CoeGSS HPC Job Submission component allows users to submit HPC jobs to the clusters of HPC centers (HPCaaS). HPC Job Submission uses Cloudify orchestration toolchain as a backend. The latter assumes that the user must prepare Cloudify blueprint for any job which is supposed to be submitted. The connection between Cloudify and HPC clusters is established by means of Cloudify HPC plugin.


Table of Contents


Use cases


The system provides access to the job submission services only for authenticated users. Users authenticate the HPC Job Submission via the same credentials they use to access the portal.


Portal users

Authenticated users should use the general CoeGSS portal credentials to get access to the job submission service. In the CoeGSS portal, job submission process includes the following steps common for all Cloudify application:

As soon as, the parallel job is finished, the user will be notified by the system. Afterwards, the user can remove deployment and uninstall blueprint if there are no plans for running HPC job once again.

Note that ordinary user is not permitted to see jobs of another users.


Administrator

Administrator of the job submission services has access to the Cloudify Manager Web Interface. This is a standard Web UI that comes with Cloudify Manager out-of-the-box. Cloudify Manager Web UI provides the administrator with full control of the workflow for all submitted applications.

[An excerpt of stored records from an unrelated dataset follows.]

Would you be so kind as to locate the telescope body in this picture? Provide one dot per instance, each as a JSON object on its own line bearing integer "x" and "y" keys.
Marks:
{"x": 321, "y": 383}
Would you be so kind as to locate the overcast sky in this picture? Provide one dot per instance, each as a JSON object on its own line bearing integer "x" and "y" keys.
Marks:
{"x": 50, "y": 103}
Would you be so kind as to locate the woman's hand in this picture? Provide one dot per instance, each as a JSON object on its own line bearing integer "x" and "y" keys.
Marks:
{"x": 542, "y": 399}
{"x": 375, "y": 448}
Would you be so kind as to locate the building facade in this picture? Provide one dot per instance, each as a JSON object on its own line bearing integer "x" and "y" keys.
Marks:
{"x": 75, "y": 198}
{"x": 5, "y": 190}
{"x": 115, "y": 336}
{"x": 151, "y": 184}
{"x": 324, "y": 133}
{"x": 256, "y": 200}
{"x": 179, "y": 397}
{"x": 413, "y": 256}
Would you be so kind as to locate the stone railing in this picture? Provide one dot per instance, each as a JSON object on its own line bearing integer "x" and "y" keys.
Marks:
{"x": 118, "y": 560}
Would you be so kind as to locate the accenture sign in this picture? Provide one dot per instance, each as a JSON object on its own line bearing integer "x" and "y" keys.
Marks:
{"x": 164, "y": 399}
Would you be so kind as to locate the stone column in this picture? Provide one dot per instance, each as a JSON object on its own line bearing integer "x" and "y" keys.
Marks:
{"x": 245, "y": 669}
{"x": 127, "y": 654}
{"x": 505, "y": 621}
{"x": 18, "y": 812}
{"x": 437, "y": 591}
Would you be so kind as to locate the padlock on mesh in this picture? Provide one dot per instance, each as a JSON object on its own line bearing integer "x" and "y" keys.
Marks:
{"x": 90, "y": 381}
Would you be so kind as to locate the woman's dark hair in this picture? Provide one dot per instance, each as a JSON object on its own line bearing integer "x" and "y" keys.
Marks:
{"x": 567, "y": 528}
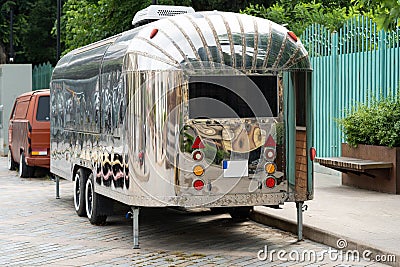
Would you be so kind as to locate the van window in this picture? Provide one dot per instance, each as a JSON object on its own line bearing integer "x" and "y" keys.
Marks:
{"x": 21, "y": 109}
{"x": 43, "y": 111}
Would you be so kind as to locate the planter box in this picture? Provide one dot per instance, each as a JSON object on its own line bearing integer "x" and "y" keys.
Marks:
{"x": 382, "y": 180}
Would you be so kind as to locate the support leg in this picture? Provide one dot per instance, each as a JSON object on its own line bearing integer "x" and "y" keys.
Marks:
{"x": 57, "y": 187}
{"x": 299, "y": 206}
{"x": 135, "y": 215}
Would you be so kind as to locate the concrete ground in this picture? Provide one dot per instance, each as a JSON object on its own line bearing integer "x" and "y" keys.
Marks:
{"x": 364, "y": 219}
{"x": 38, "y": 230}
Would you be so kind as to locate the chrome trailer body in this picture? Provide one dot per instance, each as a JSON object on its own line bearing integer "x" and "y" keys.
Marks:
{"x": 123, "y": 109}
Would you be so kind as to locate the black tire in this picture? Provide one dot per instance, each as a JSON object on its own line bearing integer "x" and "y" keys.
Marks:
{"x": 94, "y": 211}
{"x": 240, "y": 213}
{"x": 11, "y": 164}
{"x": 79, "y": 192}
{"x": 24, "y": 170}
{"x": 218, "y": 210}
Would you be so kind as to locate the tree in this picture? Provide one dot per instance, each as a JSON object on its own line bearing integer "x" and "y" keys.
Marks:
{"x": 38, "y": 44}
{"x": 299, "y": 15}
{"x": 386, "y": 13}
{"x": 20, "y": 23}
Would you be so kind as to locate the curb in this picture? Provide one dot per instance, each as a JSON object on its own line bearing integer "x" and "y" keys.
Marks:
{"x": 322, "y": 236}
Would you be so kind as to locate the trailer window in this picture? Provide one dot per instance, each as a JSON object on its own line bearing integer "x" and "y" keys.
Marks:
{"x": 21, "y": 109}
{"x": 43, "y": 110}
{"x": 233, "y": 96}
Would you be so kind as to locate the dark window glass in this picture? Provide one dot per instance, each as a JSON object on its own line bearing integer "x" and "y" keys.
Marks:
{"x": 43, "y": 111}
{"x": 300, "y": 85}
{"x": 233, "y": 96}
{"x": 21, "y": 109}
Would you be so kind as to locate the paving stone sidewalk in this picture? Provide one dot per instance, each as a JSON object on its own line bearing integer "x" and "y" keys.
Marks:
{"x": 38, "y": 230}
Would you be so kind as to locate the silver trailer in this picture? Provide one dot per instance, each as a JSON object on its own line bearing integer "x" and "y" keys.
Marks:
{"x": 199, "y": 109}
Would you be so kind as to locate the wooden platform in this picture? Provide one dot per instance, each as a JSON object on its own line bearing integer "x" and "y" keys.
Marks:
{"x": 353, "y": 164}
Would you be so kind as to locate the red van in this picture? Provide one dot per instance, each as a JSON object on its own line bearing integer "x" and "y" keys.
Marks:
{"x": 29, "y": 133}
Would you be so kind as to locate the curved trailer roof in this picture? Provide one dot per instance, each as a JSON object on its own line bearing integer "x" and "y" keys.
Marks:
{"x": 201, "y": 40}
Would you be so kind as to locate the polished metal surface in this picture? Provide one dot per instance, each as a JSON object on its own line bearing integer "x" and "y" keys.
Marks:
{"x": 120, "y": 107}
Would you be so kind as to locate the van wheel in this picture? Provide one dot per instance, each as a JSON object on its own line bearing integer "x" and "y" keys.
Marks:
{"x": 24, "y": 170}
{"x": 240, "y": 213}
{"x": 93, "y": 204}
{"x": 11, "y": 164}
{"x": 79, "y": 193}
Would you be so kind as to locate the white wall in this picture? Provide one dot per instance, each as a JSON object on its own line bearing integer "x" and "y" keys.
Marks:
{"x": 15, "y": 79}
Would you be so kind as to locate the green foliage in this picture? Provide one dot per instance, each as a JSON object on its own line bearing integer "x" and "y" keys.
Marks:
{"x": 377, "y": 124}
{"x": 299, "y": 15}
{"x": 20, "y": 25}
{"x": 38, "y": 44}
{"x": 386, "y": 13}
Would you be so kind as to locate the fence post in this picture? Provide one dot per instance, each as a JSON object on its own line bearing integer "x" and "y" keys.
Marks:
{"x": 382, "y": 62}
{"x": 335, "y": 94}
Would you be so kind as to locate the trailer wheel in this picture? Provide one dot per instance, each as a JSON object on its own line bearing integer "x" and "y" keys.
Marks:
{"x": 79, "y": 193}
{"x": 93, "y": 204}
{"x": 24, "y": 170}
{"x": 11, "y": 164}
{"x": 240, "y": 213}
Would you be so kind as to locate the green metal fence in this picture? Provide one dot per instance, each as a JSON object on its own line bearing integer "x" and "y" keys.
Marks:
{"x": 352, "y": 65}
{"x": 41, "y": 76}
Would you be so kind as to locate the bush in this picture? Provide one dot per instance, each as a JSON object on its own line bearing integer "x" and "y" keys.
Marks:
{"x": 377, "y": 124}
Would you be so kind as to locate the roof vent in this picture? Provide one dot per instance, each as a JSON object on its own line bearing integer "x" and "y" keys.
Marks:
{"x": 156, "y": 12}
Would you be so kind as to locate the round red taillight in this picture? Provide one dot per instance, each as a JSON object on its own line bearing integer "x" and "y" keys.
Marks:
{"x": 269, "y": 153}
{"x": 270, "y": 182}
{"x": 198, "y": 184}
{"x": 313, "y": 153}
{"x": 197, "y": 155}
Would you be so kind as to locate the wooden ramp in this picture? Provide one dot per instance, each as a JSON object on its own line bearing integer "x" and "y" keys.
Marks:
{"x": 352, "y": 164}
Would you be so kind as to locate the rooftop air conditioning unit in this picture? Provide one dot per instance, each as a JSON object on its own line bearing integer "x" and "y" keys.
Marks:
{"x": 156, "y": 12}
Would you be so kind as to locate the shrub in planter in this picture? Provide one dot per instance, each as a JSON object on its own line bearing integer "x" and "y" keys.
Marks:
{"x": 372, "y": 132}
{"x": 374, "y": 124}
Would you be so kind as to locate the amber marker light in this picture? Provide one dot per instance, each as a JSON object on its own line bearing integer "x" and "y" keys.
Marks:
{"x": 198, "y": 170}
{"x": 270, "y": 182}
{"x": 270, "y": 168}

In particular, the administrator can:

More details on Cloudify Web UI can be found here.

Besides Web UI, administrator can control job submission process via Cloudify CLI.


User interaction



Uploading the blueprint

In order to upload the blueprint, the user should switch to the "Blueprints" tab with the list of all available for this user blueprints and push the button "Create new blueprint". It will redirect the user to the Blueprint upload form.


Figure 1: List of blueprints


In this form, the user should specify blueprint ID, blueprint file name, as well as the path to the tar.gz archive which contains blueprint file and another files that blueprint uses such as bootstrapping/reverting scripts, etc.


Figure 2: Blueprint upload form


The blueprint process starts when the user pushes "Upload" button.


Deploying and running the blueprint

In order to deploy the blueprint, the user should switch to the "Deployments" tab with the list deployments and runs made by this user and push the button "Install". It will redirect the user to the Blueprint deployment form, where she/he should specify deployment ID, blueprint ID, and input file for the deployment.


Figure 3: List of deployments


Afterwards deployment can be executed, by pressing the button "Run Jobs". The user can track the status of running jobs by pushing the button "Refresh".


Preparing blueprints


Blueprint files are YAML files written in accordance with OASIS TOSCA standard that describe the execution plans for the lifecycle of the application including installing, starting, terminating, orchestrating, and monitoring steps.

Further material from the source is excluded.